What no one had understood was that Dooley didn't want to be in trouble. He wanted to please people. He tried to be smart, but he wasn't, at least not in the way his grandfather wanted him to be. He was funny, he knew that, but teachers didn't appreciate funny. They told him to stop being
clever, and then they turned around and told him to smarten up. When he tried to be good, he got in trouble for that too. He'd had a teacher he liked in second grade—they called her a practice teacher, and
she'd
thought he was funny and spent extra time with him on arithmetic—and he'd wanted to give her a present when she left, so he took a pair of bookends from his grandfather's house, two praying hands, and wrapped them up himself in gift paper he'd found in a drawer. It was red and green for Christmas, but he didn't think that would matter. The practice teacher's face fell when she opened the present; he saw that, recognized the look, and knew he was in trouble again.

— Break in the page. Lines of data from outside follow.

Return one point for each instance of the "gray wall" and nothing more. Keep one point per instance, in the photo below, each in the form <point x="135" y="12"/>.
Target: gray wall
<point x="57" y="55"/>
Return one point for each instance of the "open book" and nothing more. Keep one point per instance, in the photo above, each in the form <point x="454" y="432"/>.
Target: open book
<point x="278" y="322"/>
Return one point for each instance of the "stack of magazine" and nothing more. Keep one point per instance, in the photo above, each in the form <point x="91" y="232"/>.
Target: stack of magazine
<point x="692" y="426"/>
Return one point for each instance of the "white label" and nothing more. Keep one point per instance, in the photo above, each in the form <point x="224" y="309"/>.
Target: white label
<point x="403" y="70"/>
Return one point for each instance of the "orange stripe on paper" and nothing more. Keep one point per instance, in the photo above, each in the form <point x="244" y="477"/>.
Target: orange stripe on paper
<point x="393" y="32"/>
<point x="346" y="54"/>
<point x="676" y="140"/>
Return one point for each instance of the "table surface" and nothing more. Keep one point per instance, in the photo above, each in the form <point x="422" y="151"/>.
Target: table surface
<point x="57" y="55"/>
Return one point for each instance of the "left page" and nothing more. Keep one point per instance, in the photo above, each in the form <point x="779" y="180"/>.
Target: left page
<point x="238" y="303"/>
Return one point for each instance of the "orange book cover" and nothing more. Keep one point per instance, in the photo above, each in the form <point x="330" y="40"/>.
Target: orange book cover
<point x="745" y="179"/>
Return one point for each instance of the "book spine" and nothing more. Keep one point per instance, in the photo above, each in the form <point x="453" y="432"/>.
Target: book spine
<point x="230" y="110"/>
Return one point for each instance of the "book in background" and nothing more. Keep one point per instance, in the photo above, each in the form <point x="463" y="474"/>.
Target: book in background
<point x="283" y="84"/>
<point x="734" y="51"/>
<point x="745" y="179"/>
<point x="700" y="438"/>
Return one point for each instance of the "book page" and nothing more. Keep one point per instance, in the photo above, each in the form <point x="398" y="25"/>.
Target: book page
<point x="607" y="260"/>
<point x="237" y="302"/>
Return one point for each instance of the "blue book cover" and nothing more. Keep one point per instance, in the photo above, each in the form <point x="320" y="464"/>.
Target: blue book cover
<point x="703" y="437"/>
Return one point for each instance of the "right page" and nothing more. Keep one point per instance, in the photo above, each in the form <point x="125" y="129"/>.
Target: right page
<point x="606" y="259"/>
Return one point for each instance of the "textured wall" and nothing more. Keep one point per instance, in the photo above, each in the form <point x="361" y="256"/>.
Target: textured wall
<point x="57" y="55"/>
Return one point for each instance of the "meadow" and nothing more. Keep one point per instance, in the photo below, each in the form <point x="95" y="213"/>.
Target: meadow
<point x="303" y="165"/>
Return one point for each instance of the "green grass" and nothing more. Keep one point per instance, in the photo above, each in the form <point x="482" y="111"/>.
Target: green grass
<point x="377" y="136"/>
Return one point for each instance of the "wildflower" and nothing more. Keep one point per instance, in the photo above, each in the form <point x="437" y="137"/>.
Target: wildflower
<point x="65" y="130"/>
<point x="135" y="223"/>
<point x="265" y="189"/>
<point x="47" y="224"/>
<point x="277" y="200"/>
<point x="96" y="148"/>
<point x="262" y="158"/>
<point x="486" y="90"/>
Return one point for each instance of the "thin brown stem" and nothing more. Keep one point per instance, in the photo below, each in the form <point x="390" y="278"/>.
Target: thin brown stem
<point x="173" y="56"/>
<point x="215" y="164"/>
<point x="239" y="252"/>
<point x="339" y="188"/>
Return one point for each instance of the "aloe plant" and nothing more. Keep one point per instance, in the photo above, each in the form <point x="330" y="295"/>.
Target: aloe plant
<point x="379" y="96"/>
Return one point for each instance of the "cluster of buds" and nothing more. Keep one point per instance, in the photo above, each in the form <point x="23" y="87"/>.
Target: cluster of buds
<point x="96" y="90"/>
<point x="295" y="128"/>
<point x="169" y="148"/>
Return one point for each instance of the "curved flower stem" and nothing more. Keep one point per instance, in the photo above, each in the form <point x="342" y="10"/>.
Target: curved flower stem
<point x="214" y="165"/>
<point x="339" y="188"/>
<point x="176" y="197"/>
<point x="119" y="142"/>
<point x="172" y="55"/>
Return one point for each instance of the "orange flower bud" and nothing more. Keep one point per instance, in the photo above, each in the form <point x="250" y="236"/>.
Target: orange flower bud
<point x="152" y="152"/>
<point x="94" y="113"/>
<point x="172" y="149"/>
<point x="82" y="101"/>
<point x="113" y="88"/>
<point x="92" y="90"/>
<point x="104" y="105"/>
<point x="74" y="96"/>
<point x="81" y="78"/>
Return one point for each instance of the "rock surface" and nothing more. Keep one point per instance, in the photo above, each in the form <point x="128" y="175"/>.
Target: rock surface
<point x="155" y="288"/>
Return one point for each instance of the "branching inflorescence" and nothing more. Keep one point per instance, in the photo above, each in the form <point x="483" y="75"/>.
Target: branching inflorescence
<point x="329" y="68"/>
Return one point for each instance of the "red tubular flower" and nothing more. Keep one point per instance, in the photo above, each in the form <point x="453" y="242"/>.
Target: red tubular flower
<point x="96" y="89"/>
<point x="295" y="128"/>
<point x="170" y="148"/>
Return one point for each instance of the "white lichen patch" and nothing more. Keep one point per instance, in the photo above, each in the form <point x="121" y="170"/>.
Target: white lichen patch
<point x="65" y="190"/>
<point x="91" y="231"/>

Sure enough, someone called his grandfather, and he accused Dooley of stealing the bookends.
Stealing
, of all things, when his grandfather was always giving away books to people, books by novelists and poets—classics, he called them. He'd take them right off the shelves and say, “Take this one, please. You'll like it.” Now Dooley was not only in trouble for stealing—which he didn't think he'd done, or not intentionally—but also embarrassed in front of the teacher he liked, who gave the bookends back to him. She tried to be nice and said they were too much of a gift, she couldn't accept them. “But thank you, Dooley,” she said. “I appreciate the thought, that was really nice of you.” And he knew she'd been told by the principal what Dooley had done, that he'd stolen them. “You're a good boy, Dooley,” she said, and that was the worst, because she hadn't had to say that to anyone else, no other child in the class. Dooley wanted to hang his head, ashamed, but instead he threw a rock at the school and broke a window. That was the first time he'd had his after-school playtime taken away. Grade two and he was already grounded.

After that, Dooley didn't try very hard to be good. He didn't seem to know how, and it turned out he was better at being bad. He could make the other students laugh when he was bad, and sometimes even the teachers, as though they couldn't believe what he had just done. It was as though he could please them—or at least give them a way to understand him—by being bad. He started smoking in grade four, as soon as he found a way to buy cigarettes from the older boys. Not long after, one of them asked Dooley if he wanted liquor to go with his cigarettes and he said sure, and he went with them in a car, out into the country, and he got drunk for the first time. Then he was stealing his grandfather's liquor—he hid his thefts by topping up the bottles with water—and he lied when his grandfather confronted him. He started skipping school, and the principal would drive around Elliot until he found him and hauled him back, calling him a truant. Once he said to him, on the way to the school after one of Dooley's attempts to skip, “You're lucky your grandfather isn't still principal. He wasn't as lenient as I am,” and Dooley thought,
You don't have to tell me that.
The principal had delivered him to his classroom and Dooley swaggered in like a hero, and the other students clapped until the teacher said, “Don't encourage him.” When the principal saw him in the hallway after school that day, he said, “You're just the cock of the walk, aren't you, Dooley?”